State visit with Australia's PM includes al fresco dinner in White House Rose Garden

Scott Morrison is visiting the White House on Friday.

Australian Prime Minister Scott Morrison will be the second foreign leader honored with a rare state visit to the White House since Trump took office.

The day will begin with the military pomp of a South Lawn arrival, then the leaders will hold a one-on-one meeting in the Oval Office before more meetings with staff, a press conference in the East Room of the White House, and a lunch at the State Department. The day will end with dinner in a lavishly decorated and illuminated Rose Garden.

On a briefing call, the White House said the visit is meant to highlight the “breadth and depth” of the United States’ relationship with Australia, and their economic and security cooperation – specifically in regard to North Korea and Iran, as Australia recently announced their participation in joint patrols with the United States in the Strait of Hormuz.

The leaders will also roll out a plan related to rare earth elements and minerals security, unveil new space and technology research partnerships, and discuss plastic pollution in the ocean.

“It is the first [Australian] state visit that we've had since Prime Minister Howard came to the United States shortly after 9/11. And in those 18 years, the Australians have really been shoulder-to-shoulder with us all over the world in so many different areas and this is really a perfect time to highlight the alliance and the contribution,” a senior administration official said.

Morrison also plans to travel to Wapakoneta, Ohio, on Sunday to tour an Australian-owned plant with Trump.

Trump and Morrison last met on the sidelines of the G7 summit in Biarritz, France.

“Scott, he is fantastic,” Trump said after their meeting.

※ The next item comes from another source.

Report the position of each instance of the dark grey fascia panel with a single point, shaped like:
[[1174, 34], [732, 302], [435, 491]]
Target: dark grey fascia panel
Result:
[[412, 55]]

After a full day of work on Friday, the Morrisons, Trumps, and an exclusive list of guests will be treated to a special state dinner under the stars. At a preview, string musicians played in a row along the Colonnade and tables were set with gold plates and crystal glasses that sparkled under the lights. The first lady planned the dinner along with her social secretary, Rickie Niceta.

“As the head of the executive branch, one of the president’s most important roles is to conduct diplomacy with foreign nations,” explained Lindsay Chervinsky, White House Historian with the White House Historical Association. “State dinners provide the opportunity to highlight the role of other cultures in American life, cement existing friendships, improve tense relationships, and celebrate important treaties and agreements that improve national security and international relations.”

The menu on Friday will pay “homage to Australia’s special blend of culinary adaptations from its various cultures,” according to officials. It will feature Dover Sole, Sunchoke Ravioli and a Lady Apple Tart for dessert. Guests will be served wines from both United States and Australia, although the president, who doesn’t drink, will likely sip on his preferred beverage of Diet Coke or water.

Guests will also hear a performance from the largest gathering of military musicians from the United States Army, Marine Corps, Navy, and Air Force.

There are still some details about the dinner that the first lady’s office is keeping secret: The guest list and the designer of the first lady’s gown won’t be revealed until minutes before the dinner kicks off.